Horacio Rossatti logró la reelección por tres años pero el escenario es complejo cuando se jubile Maqueda. Lorenzetti apuesta a influir con su poder de veto.

A veces tener el bastón es algo meramente simbólico. La Corte Suprema entra en un estadio de transición. Tres ministros para resolver un fango de expedientes, muchos de ellos de gran trascedencia para el Estado. Los dos futuros nuevos miembros de la Corte, Lijo y Mansilla, son pliegos congelados por las internas políticas.

A Horacio Rosatti la demora lo favoreció para mantener el mando formal, pero cuando se jubile Juan Carlos Maqueda, a fin de año, su postura dominante se iría licuando.

Los dos cortesanos oriundos de Santa Fe protagonizan una disputa furiosa. En el caso de Ricardo Lorenzetti se mueve a través de sus conexiones mediáticas y los foros internacionales.

En cambio, Rossatti es el hombre de los silencios, el sigilo, y los equilibrios con el poder. Ha confrontado, con algunas definiciones al actual gobierno nacional. Lo bendijo, en su momento, Cristina y hace mucho que está enfrentado con la ex presidente. Su canal preferido con la política es Lilita Carrio.

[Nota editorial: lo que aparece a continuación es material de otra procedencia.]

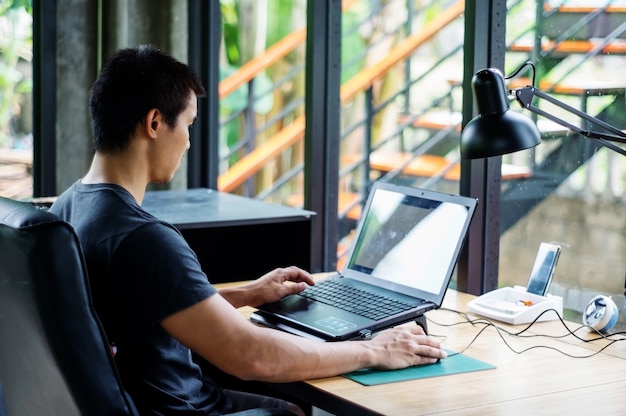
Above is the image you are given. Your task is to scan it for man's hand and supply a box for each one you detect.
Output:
[219,266,315,308]
[363,325,447,370]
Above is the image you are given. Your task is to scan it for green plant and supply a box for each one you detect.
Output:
[0,0,33,147]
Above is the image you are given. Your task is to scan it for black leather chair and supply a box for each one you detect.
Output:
[0,198,138,416]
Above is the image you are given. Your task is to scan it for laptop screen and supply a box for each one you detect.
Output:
[344,184,475,300]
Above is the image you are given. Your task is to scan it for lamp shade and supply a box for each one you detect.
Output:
[461,68,541,159]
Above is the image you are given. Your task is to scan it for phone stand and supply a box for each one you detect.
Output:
[467,286,563,325]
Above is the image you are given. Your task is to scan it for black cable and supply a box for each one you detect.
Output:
[427,308,626,358]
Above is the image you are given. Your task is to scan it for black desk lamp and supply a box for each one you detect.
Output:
[461,62,626,295]
[461,62,626,159]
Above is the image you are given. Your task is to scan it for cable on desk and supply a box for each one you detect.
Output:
[427,308,626,358]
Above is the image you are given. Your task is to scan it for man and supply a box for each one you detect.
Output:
[51,47,445,416]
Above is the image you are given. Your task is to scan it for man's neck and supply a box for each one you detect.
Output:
[82,153,148,205]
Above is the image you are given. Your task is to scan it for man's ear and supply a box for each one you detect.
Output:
[144,108,163,137]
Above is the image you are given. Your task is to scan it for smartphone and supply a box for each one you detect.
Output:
[526,243,561,296]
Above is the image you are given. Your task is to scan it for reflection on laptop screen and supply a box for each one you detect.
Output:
[348,189,468,294]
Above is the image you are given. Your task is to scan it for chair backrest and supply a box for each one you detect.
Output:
[0,198,138,416]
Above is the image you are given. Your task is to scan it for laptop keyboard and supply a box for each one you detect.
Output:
[300,280,414,320]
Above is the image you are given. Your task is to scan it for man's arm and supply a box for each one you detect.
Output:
[219,266,315,308]
[161,295,445,382]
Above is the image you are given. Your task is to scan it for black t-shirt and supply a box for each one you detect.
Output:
[50,181,228,415]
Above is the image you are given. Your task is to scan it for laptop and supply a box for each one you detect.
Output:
[251,182,477,341]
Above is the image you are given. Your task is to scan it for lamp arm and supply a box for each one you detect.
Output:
[512,86,626,156]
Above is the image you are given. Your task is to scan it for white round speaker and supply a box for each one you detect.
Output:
[583,295,618,333]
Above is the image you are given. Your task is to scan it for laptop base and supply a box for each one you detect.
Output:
[250,312,428,342]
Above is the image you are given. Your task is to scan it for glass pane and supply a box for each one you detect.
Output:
[499,0,626,332]
[338,0,464,268]
[218,0,306,206]
[0,1,33,199]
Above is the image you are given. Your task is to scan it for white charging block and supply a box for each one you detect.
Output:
[467,286,563,325]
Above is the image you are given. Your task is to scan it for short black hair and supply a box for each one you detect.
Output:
[89,45,206,153]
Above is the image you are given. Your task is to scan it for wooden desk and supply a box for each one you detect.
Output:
[227,284,626,416]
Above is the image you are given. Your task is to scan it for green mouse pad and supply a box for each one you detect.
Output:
[344,351,496,386]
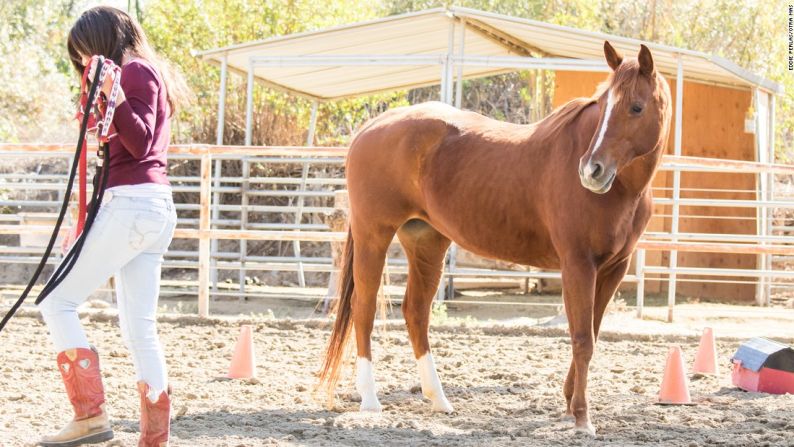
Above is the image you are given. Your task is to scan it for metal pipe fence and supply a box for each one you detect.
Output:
[0,144,794,319]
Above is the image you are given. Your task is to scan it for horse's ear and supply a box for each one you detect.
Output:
[604,40,623,71]
[637,45,654,76]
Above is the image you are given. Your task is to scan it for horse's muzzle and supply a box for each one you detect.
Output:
[579,157,616,194]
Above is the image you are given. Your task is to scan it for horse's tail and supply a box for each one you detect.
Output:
[320,229,355,402]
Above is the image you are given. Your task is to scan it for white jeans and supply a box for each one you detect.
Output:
[39,185,176,395]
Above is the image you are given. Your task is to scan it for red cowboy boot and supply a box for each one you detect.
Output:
[138,381,171,447]
[39,348,113,447]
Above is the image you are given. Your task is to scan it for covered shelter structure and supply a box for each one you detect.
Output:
[196,7,783,300]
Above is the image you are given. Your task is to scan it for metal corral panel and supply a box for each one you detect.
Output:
[197,8,782,99]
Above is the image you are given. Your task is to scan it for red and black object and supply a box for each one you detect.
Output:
[731,337,794,394]
[0,56,110,331]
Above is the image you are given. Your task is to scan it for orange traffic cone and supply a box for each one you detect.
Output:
[692,327,717,376]
[226,324,256,379]
[658,346,692,405]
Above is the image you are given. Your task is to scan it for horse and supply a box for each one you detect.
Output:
[320,41,672,436]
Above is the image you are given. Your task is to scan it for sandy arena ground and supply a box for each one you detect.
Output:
[0,298,794,447]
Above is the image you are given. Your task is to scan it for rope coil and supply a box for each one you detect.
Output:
[0,56,121,331]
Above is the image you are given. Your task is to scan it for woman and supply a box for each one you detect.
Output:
[40,7,184,447]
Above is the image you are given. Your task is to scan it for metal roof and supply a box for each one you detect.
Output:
[196,7,783,100]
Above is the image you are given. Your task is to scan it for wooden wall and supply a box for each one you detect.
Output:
[553,71,757,301]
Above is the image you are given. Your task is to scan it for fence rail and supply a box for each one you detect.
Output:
[0,144,794,318]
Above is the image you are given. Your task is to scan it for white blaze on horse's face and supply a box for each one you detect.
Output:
[579,88,620,194]
[356,357,381,413]
[416,352,454,413]
[585,89,619,158]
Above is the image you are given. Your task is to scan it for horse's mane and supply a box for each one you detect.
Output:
[534,97,598,136]
[533,73,615,141]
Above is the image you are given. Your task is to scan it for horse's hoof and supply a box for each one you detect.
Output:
[359,399,383,413]
[433,399,455,414]
[574,421,595,438]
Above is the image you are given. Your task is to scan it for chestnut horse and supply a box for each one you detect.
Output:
[321,42,671,434]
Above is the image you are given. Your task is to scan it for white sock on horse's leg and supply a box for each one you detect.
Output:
[356,357,381,413]
[416,352,454,413]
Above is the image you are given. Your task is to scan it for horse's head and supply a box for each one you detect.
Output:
[579,42,670,194]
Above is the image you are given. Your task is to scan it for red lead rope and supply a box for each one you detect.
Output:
[74,56,121,237]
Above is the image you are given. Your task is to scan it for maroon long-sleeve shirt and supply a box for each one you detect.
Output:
[108,59,171,188]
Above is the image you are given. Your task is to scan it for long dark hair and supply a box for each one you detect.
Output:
[66,6,190,115]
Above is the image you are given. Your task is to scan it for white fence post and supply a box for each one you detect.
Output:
[198,153,212,318]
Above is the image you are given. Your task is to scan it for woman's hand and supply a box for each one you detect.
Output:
[88,58,127,105]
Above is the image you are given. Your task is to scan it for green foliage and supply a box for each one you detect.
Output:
[0,0,85,142]
[0,0,794,155]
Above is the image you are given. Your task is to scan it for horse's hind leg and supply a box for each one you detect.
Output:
[397,220,453,413]
[351,226,394,412]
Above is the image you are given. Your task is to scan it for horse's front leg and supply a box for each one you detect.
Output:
[562,256,596,436]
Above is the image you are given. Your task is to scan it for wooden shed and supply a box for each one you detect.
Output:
[196,7,782,300]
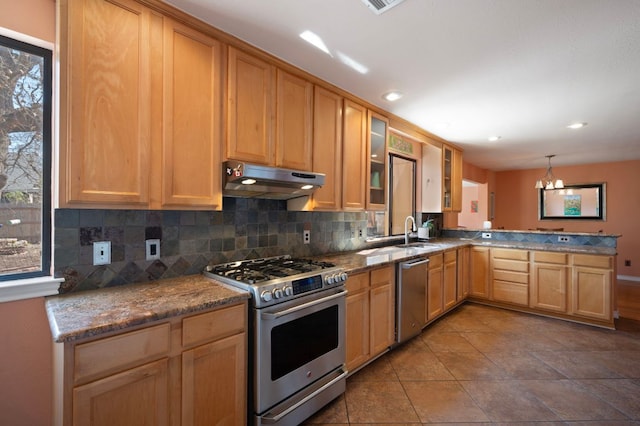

Nunca hubo, al menos en la historia reciente, dos ministros del Alto Tribunal tan claramente enemistados y dispuestos a horadar el poder el otro.

 

El día después de la reelección de Rossatti como presidente, Lorenzetti decidió hacer fuertes declaraciones advirtiendo que la Corte podía aun ser motivo de cambios dentro de su funcionamiento interno, de acuerdo a nuevas incorporaciones. La respuesta del otro lado fue dictar una resolución creando un nuevo portal judicial, tapando al vigente CIJ (Centro de Información Judicial), una creación de Lorenzetti y su equipo.

Nunca hubo, al menos en la historia reciente, dos ministros del Alto Tribunal tan claramente enemistados y dispuestos a horadar el poder el otro.

Ante el empantamiento de la máxima cúpula de la Justicia, el oficialismo prefiere por ahora no innovar. Han rechazado las tentaciones de aumentar el número de los miembros de la Corte, mientras cruzan negociaciones hasta con el kirchnerismo para el ingreso del polémico juez Federal de Comodoro Py. Los tres que quedarán, Rossatti, Lorenzetti y Rosenkrantz, tienen la necesidad de legar a fallos unánimes. Caso contrario, deberían convocarse a un conjuez. Solo algunas desiciones administrativas pueden colgarse la victoria con solo dos votos.

Mientras, el poder de veto de Lorenzetti puede ser un efecto paralizante para una Corte, a meses de cumplir 161 años de fallos que siempre tuvieron como norte interferir lo menos posible en definiciones económicas pero si marca jurisprudencias y límites políticos. La Corte es básicamente un poder de contralor. En parálisis puede ser una gran noticia para un gobierno anti casta.